Steven Mayer has performed the fiendishly difficult solos of Art Tatum alongside Mozart, Liszt and Ives worldwide. Winner of the Grand Prix du Disque Liszt for his world première recordings of Liszt’s De Profundis and Concerto Op. Posth. with the London Symphony Orchestra (ASV), Mayer performed with the world-renowned Wiener Akademie at the 2015 International Liszt Festival at Liszt’s birthplace in Raiding.
Mayer has appeared with the Leipzig Gewandhaus, the Prague Symphony under Jiří Bělohlávek, the San Francisco Symphony under Herbert Blomstedt and Edo De Waart, the Rotterdam Philharmonic under James Conlon, the Minnesota Orchestra under Leonard Slatkin and the Boston Pops under Keith Lockhart.
His Art Tatum album for Naxos (8.559130) won wide praise, as have Ives’ Concord Sonata (Naxos 8.559127), The Liszt-Thalberg Duel (ASV) and Reger’s Piano Concerto (Leonarda). Following the release of Mayer’s recording of Liszt Wagner Transcriptions (Naxos 8.570562), he performed a recital on Wagner’s own piano at the composer’s villa in Tribschen in Switzerland.
Mayer has been Professor at the Manhattan School of Music and the International Keyboard Institute and Festival at Mannes in New York and the University of Denver’s Lamont School of Music.
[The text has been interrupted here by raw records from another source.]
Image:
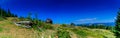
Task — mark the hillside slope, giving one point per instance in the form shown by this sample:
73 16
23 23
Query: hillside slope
9 30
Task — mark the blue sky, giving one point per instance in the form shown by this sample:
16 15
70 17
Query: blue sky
66 11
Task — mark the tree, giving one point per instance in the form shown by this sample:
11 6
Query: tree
117 26
72 24
29 16
48 20
9 13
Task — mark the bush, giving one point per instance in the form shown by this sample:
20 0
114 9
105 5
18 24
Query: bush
64 25
63 34
47 26
1 18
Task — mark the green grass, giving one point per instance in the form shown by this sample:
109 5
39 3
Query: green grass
1 29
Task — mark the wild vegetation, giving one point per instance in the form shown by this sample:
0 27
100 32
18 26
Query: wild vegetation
46 29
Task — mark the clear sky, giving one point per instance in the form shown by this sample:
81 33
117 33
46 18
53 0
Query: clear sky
66 11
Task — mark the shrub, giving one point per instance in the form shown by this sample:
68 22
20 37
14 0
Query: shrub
47 26
63 34
1 18
64 25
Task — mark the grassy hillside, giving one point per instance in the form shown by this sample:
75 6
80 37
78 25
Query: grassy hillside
9 30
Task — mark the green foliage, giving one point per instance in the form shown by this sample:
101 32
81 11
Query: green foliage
47 26
4 13
64 25
1 18
1 29
81 33
117 27
63 34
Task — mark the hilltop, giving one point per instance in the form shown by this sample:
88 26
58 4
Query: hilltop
9 30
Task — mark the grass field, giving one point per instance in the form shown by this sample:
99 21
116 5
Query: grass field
9 30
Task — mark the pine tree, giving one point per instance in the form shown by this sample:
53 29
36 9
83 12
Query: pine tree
117 27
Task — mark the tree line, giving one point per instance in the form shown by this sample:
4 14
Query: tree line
4 13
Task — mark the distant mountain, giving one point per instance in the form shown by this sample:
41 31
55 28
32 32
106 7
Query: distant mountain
107 24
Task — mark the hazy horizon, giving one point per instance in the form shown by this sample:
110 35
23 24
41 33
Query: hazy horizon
66 11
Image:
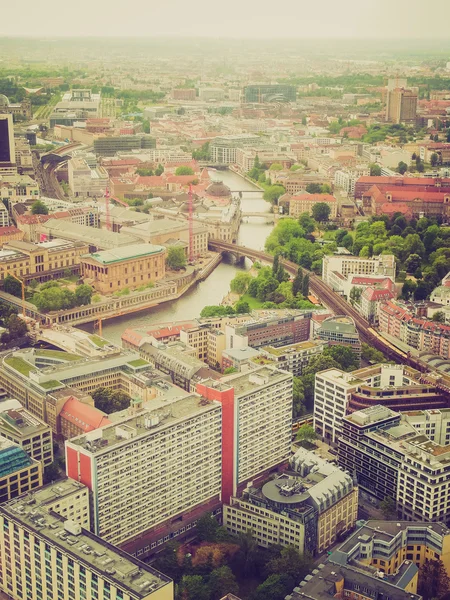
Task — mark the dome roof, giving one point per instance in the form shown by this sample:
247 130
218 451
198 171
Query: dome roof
218 189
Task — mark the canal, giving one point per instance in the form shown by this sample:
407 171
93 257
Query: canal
253 233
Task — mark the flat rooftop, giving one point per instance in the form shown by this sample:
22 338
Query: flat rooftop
164 412
108 257
87 549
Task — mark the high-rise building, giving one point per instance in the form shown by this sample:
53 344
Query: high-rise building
7 145
401 105
44 556
392 458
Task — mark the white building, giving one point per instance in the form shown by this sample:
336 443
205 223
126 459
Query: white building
336 268
44 555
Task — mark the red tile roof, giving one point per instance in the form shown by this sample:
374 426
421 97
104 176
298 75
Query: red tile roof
84 416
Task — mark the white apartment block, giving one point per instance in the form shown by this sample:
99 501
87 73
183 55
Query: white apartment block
44 556
150 466
384 264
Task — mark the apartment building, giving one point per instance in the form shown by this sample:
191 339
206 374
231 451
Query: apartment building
128 267
31 434
310 509
383 265
340 330
392 459
303 203
389 546
289 327
257 422
19 473
180 438
44 556
293 357
396 386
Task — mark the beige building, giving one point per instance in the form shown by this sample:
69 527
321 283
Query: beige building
19 473
44 555
309 510
128 267
31 434
42 261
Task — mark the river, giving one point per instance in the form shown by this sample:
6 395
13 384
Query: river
253 233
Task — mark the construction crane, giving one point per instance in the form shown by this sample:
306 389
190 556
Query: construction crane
191 225
23 292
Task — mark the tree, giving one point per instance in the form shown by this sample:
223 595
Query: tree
434 159
176 258
439 316
321 212
297 284
344 356
12 286
305 286
355 294
433 580
83 294
313 188
207 527
222 582
388 508
242 307
402 167
273 192
306 433
193 587
184 170
39 208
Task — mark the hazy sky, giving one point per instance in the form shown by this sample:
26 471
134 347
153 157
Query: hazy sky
228 18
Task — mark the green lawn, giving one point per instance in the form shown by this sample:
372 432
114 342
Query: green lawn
58 354
139 362
98 341
20 365
252 302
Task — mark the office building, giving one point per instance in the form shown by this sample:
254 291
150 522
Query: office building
304 203
45 555
180 438
340 330
396 386
310 508
338 267
7 145
128 267
263 93
28 432
401 105
390 458
257 424
19 473
109 145
223 148
293 357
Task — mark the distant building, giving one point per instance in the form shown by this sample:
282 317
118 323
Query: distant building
43 551
264 93
310 508
31 434
19 473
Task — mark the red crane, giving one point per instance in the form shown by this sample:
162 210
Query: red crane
191 226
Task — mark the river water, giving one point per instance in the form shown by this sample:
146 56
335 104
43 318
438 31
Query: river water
253 233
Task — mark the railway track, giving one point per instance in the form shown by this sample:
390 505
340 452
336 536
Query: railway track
331 299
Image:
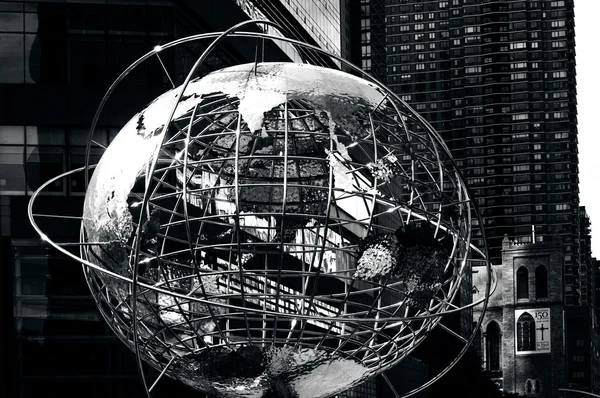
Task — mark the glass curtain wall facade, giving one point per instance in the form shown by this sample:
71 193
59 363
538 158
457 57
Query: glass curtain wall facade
497 80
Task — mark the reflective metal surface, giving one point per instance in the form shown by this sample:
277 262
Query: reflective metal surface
276 228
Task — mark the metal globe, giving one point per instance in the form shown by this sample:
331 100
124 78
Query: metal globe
292 230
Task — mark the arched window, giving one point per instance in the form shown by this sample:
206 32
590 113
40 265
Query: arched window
525 333
541 282
522 283
493 346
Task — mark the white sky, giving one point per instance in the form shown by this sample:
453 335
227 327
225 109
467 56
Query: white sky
587 44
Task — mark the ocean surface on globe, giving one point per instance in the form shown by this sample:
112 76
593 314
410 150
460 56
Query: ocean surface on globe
294 230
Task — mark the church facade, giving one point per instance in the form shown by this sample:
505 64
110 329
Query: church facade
521 339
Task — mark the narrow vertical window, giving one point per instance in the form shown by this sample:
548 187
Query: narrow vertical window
541 282
522 283
493 346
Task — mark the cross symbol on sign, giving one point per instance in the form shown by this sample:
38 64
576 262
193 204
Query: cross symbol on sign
542 328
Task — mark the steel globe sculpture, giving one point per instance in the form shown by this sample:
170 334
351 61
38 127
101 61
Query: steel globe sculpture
276 228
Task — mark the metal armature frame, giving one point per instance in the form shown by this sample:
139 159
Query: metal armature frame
376 336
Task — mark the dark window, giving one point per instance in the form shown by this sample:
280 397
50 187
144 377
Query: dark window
493 346
478 345
525 333
541 282
522 283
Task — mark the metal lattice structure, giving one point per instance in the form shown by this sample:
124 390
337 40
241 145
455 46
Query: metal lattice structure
271 225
The American composer Charles Ives learned a great deal from his bandmaster father, not least a love of the music of Bach. At the same time he was exposed to a variety of very American musical influences, later reflected in his own idiosyncratic compositions. Ives was educated at Yale and made a career in insurance, reserving his activities as a composer for his leisure hours. Ironically, by the time that his music had begun to arouse interest, his own inspiration and energy as a composer had waned, so that for the last 30 years of his life he wrote little, while his reputation grew.
Orchestral Music
The symphonies of Ives include music essentially American in inspiration and adventurous in structure and texture, collages of Americana, expressed in a musical idiom that makes use of complex polytonality (the use of more than one key or tonality at the same time) and rhythm. The Third Symphony, for small orchestra, reflects much of Ives’s own background, carrying the explanatory title The Camp Meeting and movement titles ‘Old Folks Gatherin’’, ‘Children’s Day’ and ‘Communion’. The Fourth Symphony includes a number of hymns and Gospel songs, and his so-called Orchestral Set No. 1, otherwise known as Three Places in New England, depicts the three places of the title.
Chamber Music
The first of the two string quartets of Ives has the characteristic title From the Salvation Army and is based on earlier organ compositions, while the fourth of his four violin sonatas depicts Children’s Day at the Camp Meeting.
Keyboard Music
Much of the earlier organ music written by Ives from the time of his student years, when he served as organist in a number of churches, found its way into later compositions. The second of his two piano sonatas, Concord, Mass. 1840–60, has the characteristic movement titles ‘Emerson’, ‘Hawthorne’, ‘The Alcotts’ and ‘Thoreau’—a very American literary celebration.
Vocal and Choral Music
Ives wrote a number of psalm settings, part-songs and verse settings for unison voices and orchestra. In his many solo songs he set verses ranging from Shakespeare, Goethe and Heine to Whitman and Kipling, with a number of texts of his own creation. Relatively well-known songs by Ives include Shall we gather at the river, The Cage and The Side-Show.